‘We could do so much to change this.’
‘I don’t want to change this. I want it to go on being. It’s the only vengeance we have left – our refusal to stay around. Hand them the victory, I say, and let them see how empty it is.’
‘And that’s the future you say you promised me?’
‘I thought it was the future we promised each other.’
‘Don’t you see how empty that would be for us too?’
He thought about it. For a long time, stretched out beside her, lying on her shoulder, bringing her on to his, kissing her face, her ears, her eyes, he thought about it. It was morning when he spoke. ‘At least it would have been an emptiness of our deciding,’ he said.
She was back in Paradise Valley by the time he rose. He breathed gently on the vase of paper flowers she had brought him as her moving-in present, barely daring to touch them, then he walked out on to the cliffs. He looked down into the great mouth of the blowhole. It was sucking so hard he needed to stand back from the edge. He felt it could reach up and gulp him down whole, like Hedra Deitch subjecting him to one of her snogging kisses.

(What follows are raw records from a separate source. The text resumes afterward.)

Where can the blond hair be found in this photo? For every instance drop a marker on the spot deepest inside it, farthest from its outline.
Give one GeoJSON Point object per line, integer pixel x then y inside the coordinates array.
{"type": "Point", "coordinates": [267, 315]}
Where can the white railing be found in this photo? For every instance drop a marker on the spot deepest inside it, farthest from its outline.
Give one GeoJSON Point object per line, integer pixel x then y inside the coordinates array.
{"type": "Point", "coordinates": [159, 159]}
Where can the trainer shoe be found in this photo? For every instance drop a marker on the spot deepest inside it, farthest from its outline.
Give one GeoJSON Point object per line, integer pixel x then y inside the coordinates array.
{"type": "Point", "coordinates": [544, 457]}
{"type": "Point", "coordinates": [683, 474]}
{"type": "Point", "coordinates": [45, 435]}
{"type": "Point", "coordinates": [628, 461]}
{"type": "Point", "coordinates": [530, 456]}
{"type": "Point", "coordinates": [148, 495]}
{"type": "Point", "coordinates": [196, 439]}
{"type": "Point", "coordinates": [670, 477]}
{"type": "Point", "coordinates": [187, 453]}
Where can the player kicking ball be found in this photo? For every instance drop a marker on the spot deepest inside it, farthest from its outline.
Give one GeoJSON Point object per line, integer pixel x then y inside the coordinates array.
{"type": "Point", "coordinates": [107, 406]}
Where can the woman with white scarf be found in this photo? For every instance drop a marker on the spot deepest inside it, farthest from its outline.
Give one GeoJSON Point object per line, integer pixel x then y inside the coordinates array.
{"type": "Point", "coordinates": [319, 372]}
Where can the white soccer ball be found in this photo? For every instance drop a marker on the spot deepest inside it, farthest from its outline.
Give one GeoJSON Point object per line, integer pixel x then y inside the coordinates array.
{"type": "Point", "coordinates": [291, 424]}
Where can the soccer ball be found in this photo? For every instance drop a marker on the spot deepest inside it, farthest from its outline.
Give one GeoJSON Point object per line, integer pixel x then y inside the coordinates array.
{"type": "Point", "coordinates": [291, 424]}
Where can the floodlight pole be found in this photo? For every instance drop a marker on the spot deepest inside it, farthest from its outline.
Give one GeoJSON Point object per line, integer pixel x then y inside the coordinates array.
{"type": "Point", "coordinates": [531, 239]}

But he didn’t have to submit, even to Hedra. A life was owned by the person who lived it, he believed. What happened didn’t always happen because you wanted it to, but what you made of it was your responsibility. Help there was little and gods there were none. We are the authors of our own consequences, if not always of our own actions.
The credo of a serious man. You could be too serious, he didn’t doubt that. But his birthright was his birthright. No one can make me, he thought, feeling the spray on his cheeks.
Though even that turned out not to be entirely true. Distinct from the sucking of the sea and the screaming of the gulls he heard his mother calling to him. Her old, frayed, faint, reproachful cry.
‘Key-vern . . . Key-vern . . .’
He put his ear to the wind. He had always been a good boy. When your mother called . . .
‘Key-vern,’ she called again.
He smiled to hear her voice.
‘What is it, Ma?’
‘ump,’ he heard her say.
Not feeling he should make her say it twice, he put his fingers to his lips, as though blowing her a kiss, and umped.
Ailinn felt her heart crash into her chest. Esme Nussbaum heard it from the other end of the room and turned to look. She scowled.
They both knew.
‘This is not a good way to start,’ Ailinn said, ‘with anger between us.’
‘On the contrary,’ Esme said, ‘this is the best possible way to start.’